The Federal Reserve is considering what a central bank-backed digital currency would look like.
This should come as no surprise given the rise of blockchains and distributed ledger technology, and then cryptocurrencies and digital assets in many forms. They all had an underlying driver – a push for disintermediation to build decentralized transaction systems, currencies, and payment systems that, in theory, would help democratize financial infrastructure.
It is unclear whether Wall Street and other global financial markets are embracing the ambitious crypto reforms and ideals or even if they have any idea how crypto works. Drug traffickers, hackers and other hard-core criminals have also ignored the debate on macro issues and are likely focusing more on the details of their business.
So, in a short time, many people have, knowingly or unknowingly, adopted blockchain-based systems, distributed ledgers, and digital assets within current infrastructures or completely off-grid.
At the same time, the crypto craze has also forced the issuance of digital currencies through central banks – now known as Central Bank Digital Currencies (CBDCs).
Recently, Federal Reserve system officials raised the issue via a white paper, “Money and Payments: The US Dollar in the Age of Digital Transformation.”
The paper discusses “the pros and cons of a potential U.S. central bank digital currency…and is the first step in a discussion of whether and how a CBDC could improve the safe and efficient national payments system. according to an introduction on the Fed’s website. . “It is important to note that the document does not promote any political outcome.” Of course, that wouldn’t be the case.
The document covers current national payment systems, digital payment methods, digital assets, stablecoins, and other cryptocurrencies.
“The Federal Reserve, as the nation’s central bank, works to maintain public confidence by promoting monetary stability, financial stability, and a safe and efficient payments system. … For the purposes of this document, a CBDC is defined as a digital liability of a central bank that is widely available to the general public. In this regard, it is analogous to a digital form of paper money,” according to the report.
“While a CBDC can provide a safe digital payment option for households and businesses as the payment system continues to evolve, and may result in faster payment options between countries, there may also be drawbacks,” according to the report.
“They include how to ensure that a CBDC would preserve monetary and financial stability and complement existing means of payment. Other key policy considerations include how to preserve citizen privacy and maintain the ability to fight illicit finance,” the Fed notes.
The paper reviews the national electronic check clearing system which “used dedicated telegraph wires to transfer funds between banks.
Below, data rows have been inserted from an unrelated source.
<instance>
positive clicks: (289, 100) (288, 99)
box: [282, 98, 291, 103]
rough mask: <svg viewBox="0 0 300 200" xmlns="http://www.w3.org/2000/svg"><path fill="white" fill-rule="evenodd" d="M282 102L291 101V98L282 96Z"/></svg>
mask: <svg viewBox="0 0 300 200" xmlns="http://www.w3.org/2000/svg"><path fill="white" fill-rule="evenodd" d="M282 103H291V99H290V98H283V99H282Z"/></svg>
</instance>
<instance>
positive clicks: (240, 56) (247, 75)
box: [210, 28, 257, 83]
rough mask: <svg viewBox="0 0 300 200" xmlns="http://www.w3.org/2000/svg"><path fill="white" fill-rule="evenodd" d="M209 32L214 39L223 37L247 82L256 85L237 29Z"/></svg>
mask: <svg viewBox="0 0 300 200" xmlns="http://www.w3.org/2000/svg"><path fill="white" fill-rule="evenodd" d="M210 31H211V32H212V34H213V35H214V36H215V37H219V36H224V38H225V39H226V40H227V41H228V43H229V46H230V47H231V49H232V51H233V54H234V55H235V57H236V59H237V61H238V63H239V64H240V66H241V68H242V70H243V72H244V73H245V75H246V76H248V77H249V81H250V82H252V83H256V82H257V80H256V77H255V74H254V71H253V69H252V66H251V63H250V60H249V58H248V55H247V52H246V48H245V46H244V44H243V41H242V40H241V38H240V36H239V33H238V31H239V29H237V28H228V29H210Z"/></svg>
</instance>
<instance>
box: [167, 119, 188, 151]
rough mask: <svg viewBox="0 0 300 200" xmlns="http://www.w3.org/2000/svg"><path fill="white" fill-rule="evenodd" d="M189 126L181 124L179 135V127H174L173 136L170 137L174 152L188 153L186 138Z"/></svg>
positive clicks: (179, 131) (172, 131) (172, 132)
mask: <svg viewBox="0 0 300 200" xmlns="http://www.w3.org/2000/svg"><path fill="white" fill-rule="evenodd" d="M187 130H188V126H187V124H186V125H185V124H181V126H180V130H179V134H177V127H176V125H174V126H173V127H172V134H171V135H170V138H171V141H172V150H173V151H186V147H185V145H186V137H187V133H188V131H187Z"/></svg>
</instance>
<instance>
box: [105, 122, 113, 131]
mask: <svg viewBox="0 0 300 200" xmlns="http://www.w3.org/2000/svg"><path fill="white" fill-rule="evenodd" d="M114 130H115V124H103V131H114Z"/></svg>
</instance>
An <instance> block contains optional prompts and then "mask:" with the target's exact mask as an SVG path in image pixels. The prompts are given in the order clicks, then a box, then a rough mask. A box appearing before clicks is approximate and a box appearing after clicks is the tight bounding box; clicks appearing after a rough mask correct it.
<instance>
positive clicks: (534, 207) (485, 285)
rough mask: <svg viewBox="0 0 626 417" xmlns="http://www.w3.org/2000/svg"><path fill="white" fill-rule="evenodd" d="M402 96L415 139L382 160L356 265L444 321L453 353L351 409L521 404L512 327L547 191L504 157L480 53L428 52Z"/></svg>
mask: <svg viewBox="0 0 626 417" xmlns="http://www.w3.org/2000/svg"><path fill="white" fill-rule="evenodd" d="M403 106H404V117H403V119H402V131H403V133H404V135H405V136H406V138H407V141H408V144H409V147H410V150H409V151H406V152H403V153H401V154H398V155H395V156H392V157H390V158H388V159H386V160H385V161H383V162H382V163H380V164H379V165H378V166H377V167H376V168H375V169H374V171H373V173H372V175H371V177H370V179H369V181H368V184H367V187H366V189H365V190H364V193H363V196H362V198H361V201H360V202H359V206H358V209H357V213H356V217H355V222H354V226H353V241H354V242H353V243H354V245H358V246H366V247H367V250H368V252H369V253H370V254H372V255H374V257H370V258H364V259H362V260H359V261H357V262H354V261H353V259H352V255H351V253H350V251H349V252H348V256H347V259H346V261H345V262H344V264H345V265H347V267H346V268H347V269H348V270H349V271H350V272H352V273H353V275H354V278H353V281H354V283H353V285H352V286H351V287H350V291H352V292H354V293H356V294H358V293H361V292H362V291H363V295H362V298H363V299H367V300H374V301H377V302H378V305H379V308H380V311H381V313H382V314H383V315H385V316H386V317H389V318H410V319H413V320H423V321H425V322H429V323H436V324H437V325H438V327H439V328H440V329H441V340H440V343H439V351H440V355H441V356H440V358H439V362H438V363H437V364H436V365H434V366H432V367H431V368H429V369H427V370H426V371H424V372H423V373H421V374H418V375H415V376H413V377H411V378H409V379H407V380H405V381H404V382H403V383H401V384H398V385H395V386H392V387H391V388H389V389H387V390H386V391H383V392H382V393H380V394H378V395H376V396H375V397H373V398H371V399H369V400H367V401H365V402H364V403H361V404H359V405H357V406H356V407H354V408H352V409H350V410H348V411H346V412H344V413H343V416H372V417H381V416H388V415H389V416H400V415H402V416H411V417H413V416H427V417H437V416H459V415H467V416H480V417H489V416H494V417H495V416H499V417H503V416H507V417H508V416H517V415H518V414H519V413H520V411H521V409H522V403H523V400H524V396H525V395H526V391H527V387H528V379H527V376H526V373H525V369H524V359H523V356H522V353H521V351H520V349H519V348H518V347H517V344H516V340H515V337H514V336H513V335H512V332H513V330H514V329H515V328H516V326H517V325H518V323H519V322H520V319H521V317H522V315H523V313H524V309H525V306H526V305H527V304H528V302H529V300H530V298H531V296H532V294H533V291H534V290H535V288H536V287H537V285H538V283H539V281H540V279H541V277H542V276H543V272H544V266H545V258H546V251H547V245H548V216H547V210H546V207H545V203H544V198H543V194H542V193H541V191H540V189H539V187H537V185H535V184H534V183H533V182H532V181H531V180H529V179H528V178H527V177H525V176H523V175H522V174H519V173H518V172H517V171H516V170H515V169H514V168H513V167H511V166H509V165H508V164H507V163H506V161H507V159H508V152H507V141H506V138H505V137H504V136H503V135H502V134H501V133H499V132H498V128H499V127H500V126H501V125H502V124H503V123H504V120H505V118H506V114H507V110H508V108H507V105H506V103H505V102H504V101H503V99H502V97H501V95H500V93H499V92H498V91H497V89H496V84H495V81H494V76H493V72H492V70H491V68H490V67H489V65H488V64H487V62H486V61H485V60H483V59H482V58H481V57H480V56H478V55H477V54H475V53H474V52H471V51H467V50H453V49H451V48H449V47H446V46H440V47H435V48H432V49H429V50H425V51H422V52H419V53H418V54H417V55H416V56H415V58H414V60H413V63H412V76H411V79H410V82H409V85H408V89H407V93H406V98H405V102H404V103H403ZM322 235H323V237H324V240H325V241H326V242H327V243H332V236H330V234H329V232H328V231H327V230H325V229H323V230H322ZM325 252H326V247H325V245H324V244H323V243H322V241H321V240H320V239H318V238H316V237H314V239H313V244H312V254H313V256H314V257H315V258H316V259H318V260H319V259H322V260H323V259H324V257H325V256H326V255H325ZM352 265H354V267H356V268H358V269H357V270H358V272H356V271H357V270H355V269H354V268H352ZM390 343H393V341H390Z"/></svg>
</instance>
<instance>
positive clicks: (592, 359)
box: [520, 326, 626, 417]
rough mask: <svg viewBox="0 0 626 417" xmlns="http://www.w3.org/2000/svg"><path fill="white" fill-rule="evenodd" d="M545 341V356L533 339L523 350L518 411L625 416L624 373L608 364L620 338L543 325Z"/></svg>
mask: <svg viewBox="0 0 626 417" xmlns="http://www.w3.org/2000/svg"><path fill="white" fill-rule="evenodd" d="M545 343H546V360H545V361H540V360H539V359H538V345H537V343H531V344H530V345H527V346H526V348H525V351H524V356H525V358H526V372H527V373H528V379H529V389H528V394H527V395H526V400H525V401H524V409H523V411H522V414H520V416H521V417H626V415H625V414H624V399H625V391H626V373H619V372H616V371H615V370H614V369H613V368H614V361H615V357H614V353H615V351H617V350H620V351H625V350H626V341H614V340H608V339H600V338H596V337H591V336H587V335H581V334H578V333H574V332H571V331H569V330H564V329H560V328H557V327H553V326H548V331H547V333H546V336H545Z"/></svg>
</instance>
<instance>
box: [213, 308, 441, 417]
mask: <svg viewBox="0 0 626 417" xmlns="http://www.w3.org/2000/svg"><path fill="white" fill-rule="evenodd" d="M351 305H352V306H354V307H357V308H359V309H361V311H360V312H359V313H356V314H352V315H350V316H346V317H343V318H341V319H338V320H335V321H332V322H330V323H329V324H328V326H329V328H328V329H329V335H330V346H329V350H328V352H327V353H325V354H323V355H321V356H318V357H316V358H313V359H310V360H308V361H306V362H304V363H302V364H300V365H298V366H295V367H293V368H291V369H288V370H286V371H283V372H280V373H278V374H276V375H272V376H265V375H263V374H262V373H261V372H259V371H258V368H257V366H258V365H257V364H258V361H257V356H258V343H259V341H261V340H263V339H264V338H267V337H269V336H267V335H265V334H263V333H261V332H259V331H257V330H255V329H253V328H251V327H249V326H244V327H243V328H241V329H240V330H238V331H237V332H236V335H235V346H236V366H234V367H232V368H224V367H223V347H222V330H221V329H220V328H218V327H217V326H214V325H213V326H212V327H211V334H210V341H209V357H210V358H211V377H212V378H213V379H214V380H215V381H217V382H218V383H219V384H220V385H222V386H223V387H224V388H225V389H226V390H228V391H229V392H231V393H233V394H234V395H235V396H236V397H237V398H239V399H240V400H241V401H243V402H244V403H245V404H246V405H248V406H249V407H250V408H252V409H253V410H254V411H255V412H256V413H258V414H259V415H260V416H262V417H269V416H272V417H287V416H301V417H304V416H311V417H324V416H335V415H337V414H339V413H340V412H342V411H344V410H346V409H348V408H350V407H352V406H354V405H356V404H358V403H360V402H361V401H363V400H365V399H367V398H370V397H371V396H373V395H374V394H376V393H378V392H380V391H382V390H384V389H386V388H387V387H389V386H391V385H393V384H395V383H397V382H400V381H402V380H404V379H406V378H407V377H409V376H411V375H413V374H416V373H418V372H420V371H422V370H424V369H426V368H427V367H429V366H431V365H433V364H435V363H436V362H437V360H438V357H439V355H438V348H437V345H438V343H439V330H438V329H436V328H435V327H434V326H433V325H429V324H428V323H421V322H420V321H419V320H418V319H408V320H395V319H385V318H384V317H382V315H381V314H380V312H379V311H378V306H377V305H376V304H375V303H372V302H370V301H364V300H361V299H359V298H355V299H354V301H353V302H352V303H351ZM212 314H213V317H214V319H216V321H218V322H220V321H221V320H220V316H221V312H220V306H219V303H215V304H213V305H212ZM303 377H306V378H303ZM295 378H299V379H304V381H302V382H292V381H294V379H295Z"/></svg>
In the 1970s, the Federal Reserve developed an Automated Clearing House (ACH) system that provided an electronic alternative to paper checks. And in 2019, the Federal Reserve committed to creating the FedNow service, which will provide real-time, 24-hour interbank payments, every day of the year.
Fed officials acknowledge the emergence of “digital wallets, mobile payment apps, and new digital assets such as cryptocurrencies and stablecoins. These technological advances have also led central banks around the world to explore the benefits and potential risks of issuing a CBDC,” according to the document.
The Fed has a list of specifications on what a CBDC should do, including “supplementing, rather than replacing, current forms of money and methods of providing financial services”, “protecting against criminal activity” and ” have broad support from key stakeholders. ”
For what the Fed itself will do, it will “solicit and consider a wide range of views while continuing to explore whether a U.S. CBDC would be appropriate,” and it will take an active role in “developing international standards for the CBDCs”.
The Fed’s initial analysis “suggests that a potential U.S. CBDC, if created, would better meet U.S. needs by being privacy-protected, intermediated, widely transferable, and identity-verified,” according to the report.
So the Fed released the report, wants you to read it, and then wants you to answer 20 questions.
“The Federal Reserve will seek input from a wide range of stakeholders who may use a CBDC or be affected by its introduction. This document concludes with a request for public comment, the first step in a broad consultation that will also include targeted outreach and public forums,” according to the Fed.